Over the past few years, we have seen an increase in the languages, and along with that, the cultures that are included in Pre-Trained Language and Vision Models. From works that aim to increase the representation of diverse cultures and languages to those that evaluate how well the current models represent the diverse realities of the world, a common denominator is the lack of representative data. In this panel, we will learn from the experiences of three institutions focused on collecting culturally and linguistically representative data. We will touch upon challenges, financing, licensing of data, and community engagement. By engaging with experts who work in diverse locations, we hope to bring light to the similarities and differences in collecting representative data in different parts of the world.
Panelists:
Ekaterina (Katya) Artemova, Toloka AI is a Research Scientist at Toloka AI and holds a PhD from the HSE University. Her research focuses on data-centric NLP, with a particular focus on benchmarking strategies, multilingual and low-resource settings, and LLM evaluation. Ekaterina has published in leading NLP and AI conferences and journals.

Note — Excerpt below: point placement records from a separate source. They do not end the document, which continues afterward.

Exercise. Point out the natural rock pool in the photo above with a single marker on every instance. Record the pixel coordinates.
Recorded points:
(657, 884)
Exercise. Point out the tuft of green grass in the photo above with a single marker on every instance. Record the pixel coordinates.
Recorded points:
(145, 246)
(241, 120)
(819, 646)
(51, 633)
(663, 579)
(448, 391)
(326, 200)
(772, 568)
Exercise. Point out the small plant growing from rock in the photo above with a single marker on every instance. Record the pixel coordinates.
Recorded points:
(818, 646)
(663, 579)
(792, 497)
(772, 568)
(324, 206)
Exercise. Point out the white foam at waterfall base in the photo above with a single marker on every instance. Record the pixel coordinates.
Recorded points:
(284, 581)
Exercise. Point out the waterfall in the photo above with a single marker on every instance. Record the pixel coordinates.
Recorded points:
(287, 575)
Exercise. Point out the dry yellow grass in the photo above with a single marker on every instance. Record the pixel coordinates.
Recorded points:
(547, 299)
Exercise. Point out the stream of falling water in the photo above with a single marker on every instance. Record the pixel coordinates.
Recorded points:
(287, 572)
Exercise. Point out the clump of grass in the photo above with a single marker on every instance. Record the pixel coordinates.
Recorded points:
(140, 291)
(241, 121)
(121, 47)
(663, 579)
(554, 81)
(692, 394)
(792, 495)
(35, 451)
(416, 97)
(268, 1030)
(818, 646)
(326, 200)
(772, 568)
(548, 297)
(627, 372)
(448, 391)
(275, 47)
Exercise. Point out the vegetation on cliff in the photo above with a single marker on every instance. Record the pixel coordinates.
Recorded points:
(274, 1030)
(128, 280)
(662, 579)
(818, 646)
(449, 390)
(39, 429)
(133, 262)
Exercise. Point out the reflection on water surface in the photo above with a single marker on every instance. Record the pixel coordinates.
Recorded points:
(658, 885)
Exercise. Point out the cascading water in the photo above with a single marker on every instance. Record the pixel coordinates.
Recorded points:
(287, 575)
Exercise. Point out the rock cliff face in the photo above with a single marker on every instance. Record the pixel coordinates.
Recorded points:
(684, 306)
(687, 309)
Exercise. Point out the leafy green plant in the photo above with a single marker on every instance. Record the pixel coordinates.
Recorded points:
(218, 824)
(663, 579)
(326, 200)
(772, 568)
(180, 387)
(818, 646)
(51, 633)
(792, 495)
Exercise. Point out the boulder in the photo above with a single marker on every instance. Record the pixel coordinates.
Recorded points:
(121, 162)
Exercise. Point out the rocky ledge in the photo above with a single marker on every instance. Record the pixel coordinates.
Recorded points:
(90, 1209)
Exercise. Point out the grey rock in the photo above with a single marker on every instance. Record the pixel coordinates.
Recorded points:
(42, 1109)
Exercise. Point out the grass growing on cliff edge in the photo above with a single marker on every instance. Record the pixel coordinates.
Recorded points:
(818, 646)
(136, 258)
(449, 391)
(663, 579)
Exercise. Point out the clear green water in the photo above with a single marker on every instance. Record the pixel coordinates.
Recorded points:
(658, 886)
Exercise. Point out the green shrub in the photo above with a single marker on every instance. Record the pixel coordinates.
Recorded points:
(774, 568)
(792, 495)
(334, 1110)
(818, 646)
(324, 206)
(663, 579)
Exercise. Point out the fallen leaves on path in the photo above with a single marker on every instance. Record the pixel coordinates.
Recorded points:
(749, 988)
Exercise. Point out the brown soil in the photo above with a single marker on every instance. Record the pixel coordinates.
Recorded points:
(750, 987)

She has also co-organized the 1st NLP Power! workshop at ACL '22, a tutorial on artificial text detection at INLG '22, a tutorial on hybrid data collection at COLING '25, and multiple shared tasks at the Dialogue and CLEF conferences.
Gloria Emezue, Lanfrica is a professor of English at the Federal University Ndufu Alike Ikwo in Ebonyi State, Nigeria, and a Post-Doctoral fellow of the American Council of Learned Societies' African Humanities Program. She is also a fellow of the International League of Conservation Writers. Her major research foci include Postcolonial studies, Gender studies, and Digital Humanities. At Lanfrica, Prof. Emezue spearheaded the NaijaVoices project collecting audio datasets for African languages among other responsibilities.
Neha Sengupta, Inception AI is a Director of R&D at Inception. Neha joined Inception in September 2018 after a PhD at the Indian Institute of Technology (IIT), Delhi, India. Prior to PhD, she spent 3 years working at IBM Research Labs in India. At Inception, she leads the bilingual LLM team that brings applications of LLM technology to the domain of non-English languages. She also works on agentic solutions utilizing LLMs in various downstream applications including English and non-English languages.
Vivek Sheshadri, Karya Inc. is the Cofounder of Karya and a Principal Researcher at Microsoft Research India. Vivek received his BTech in Computer Science from IIT Madras and his PhD in Computer Science from Carnegie Mellon University, where he worked on designing efficient memory systems. Inspired to use his skills to solve problems faced by underserved communities, Vivek moved back to India and started working in the broad area of technology for development. At Karya, along with his team, Vivek is focused on creating economic and skilling opportunities for people in underserved communities by connecting them to AI-enabled digital work. Together, he has led Karya into multiple global impact-focused accelerator programs and awards. Outside of work, he is a competitive squash player.
Sougata Saha, MBZUAI (Moderator) is a postdoctoral researcher at the NLP department of MBZUAI, Abu Dhabi, and advised by Dr. Monojit Choudhury. His current research focuses on the intersection of culture and LLMs, encompassing the cultural alignment of LLMs and gearing LLMs for diverse aspects of culture. He graduated with a PhD in Computer Science and Engineering from the University of Buffalo, New York, in Spring 2024.